TDM 20100: Project 8 — 2022
Motivation: Structured Query Language (SQL) is a language used for querying and manipulating data in a database. SQL can handle much larger amounts of data than R and Python can alone. SQL is incredibly powerful. In fact, Cloudflare, a billion dollar company, had much of its starting infrastructure built on top of a Postgresql database (per this thread on hackernews). Learning SQL is well worth your time!
Context: There are a multitude of RDBMSs (relational database management systems). Among the most popular are: MySQL, MariaDB, Postgresql, and SQLite.
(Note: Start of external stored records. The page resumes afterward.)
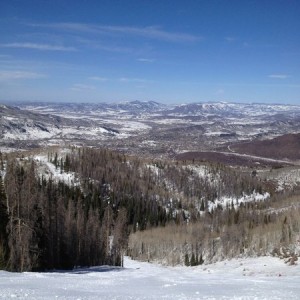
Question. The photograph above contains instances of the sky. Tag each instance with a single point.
(167, 51)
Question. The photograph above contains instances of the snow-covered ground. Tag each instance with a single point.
(255, 278)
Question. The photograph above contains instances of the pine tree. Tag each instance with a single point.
(186, 260)
(3, 225)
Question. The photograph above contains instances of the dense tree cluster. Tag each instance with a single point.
(162, 205)
(47, 225)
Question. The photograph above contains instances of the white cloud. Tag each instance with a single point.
(14, 75)
(43, 47)
(137, 80)
(81, 87)
(151, 32)
(96, 78)
(279, 76)
(229, 39)
(146, 60)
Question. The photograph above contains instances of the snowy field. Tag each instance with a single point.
(255, 278)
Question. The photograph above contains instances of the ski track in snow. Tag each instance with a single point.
(252, 278)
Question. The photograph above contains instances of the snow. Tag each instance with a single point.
(48, 170)
(252, 278)
(227, 201)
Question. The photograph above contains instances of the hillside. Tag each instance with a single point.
(282, 147)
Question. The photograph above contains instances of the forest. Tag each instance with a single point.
(155, 210)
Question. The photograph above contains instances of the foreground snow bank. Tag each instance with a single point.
(255, 278)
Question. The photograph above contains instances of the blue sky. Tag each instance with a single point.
(167, 51)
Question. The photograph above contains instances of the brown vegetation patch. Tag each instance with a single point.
(283, 147)
(227, 159)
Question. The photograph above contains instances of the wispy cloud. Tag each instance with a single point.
(42, 47)
(14, 75)
(230, 39)
(279, 76)
(82, 87)
(134, 80)
(150, 32)
(96, 78)
(146, 60)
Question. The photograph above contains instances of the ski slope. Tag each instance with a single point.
(252, 278)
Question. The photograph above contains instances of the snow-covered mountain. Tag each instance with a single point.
(145, 127)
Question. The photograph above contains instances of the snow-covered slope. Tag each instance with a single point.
(255, 278)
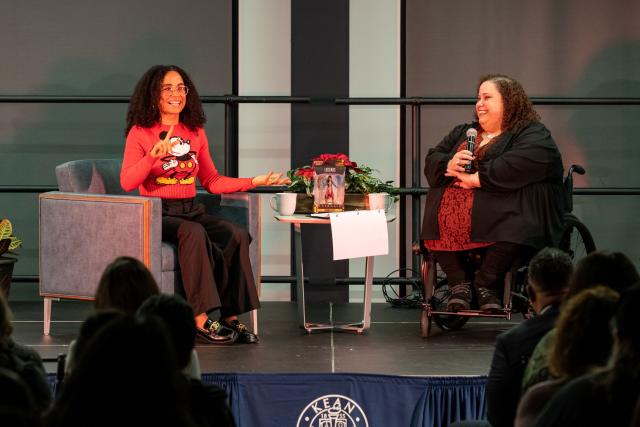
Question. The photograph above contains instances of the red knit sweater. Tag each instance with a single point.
(172, 176)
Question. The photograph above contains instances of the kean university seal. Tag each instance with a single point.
(332, 410)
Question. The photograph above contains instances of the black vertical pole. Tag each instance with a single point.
(231, 155)
(402, 256)
(415, 182)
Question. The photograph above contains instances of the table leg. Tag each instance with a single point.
(299, 276)
(368, 288)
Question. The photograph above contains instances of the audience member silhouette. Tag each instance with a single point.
(124, 285)
(17, 406)
(207, 403)
(608, 397)
(611, 269)
(548, 277)
(124, 375)
(582, 343)
(22, 360)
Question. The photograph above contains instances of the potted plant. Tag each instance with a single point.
(359, 181)
(8, 243)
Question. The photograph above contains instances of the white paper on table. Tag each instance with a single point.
(358, 234)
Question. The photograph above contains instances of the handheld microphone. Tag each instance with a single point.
(472, 134)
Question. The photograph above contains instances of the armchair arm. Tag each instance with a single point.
(80, 234)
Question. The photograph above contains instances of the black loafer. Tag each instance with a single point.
(244, 335)
(215, 333)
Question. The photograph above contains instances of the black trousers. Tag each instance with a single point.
(497, 259)
(214, 258)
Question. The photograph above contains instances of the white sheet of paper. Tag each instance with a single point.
(358, 234)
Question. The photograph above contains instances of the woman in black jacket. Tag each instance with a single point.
(512, 197)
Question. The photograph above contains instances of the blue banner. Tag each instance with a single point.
(350, 400)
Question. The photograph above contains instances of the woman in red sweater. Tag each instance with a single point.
(166, 150)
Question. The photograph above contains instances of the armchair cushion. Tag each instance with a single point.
(91, 221)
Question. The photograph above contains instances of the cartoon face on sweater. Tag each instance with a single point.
(179, 167)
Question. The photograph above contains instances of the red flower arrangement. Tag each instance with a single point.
(358, 179)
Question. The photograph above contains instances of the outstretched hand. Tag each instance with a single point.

As we’ve spent much of this semester in the terminal, we will start in the terminal using SQLite.
Scope: SQL, sqlite
Dataset(s)
The following questions will use the following dataset(s):
-
/anvil/projects/tdm/data/movies_and_tv/imdb.db
In addition, the following is an illustration of the database to help you understand the data.
For this project, we will be using the imdb sqlite database. This database contains the data in the directory listed above.
To run SQL queries in a Jupyter Lab notebook, first run the following in a cell at the top of your notebook to establish a connection with the database.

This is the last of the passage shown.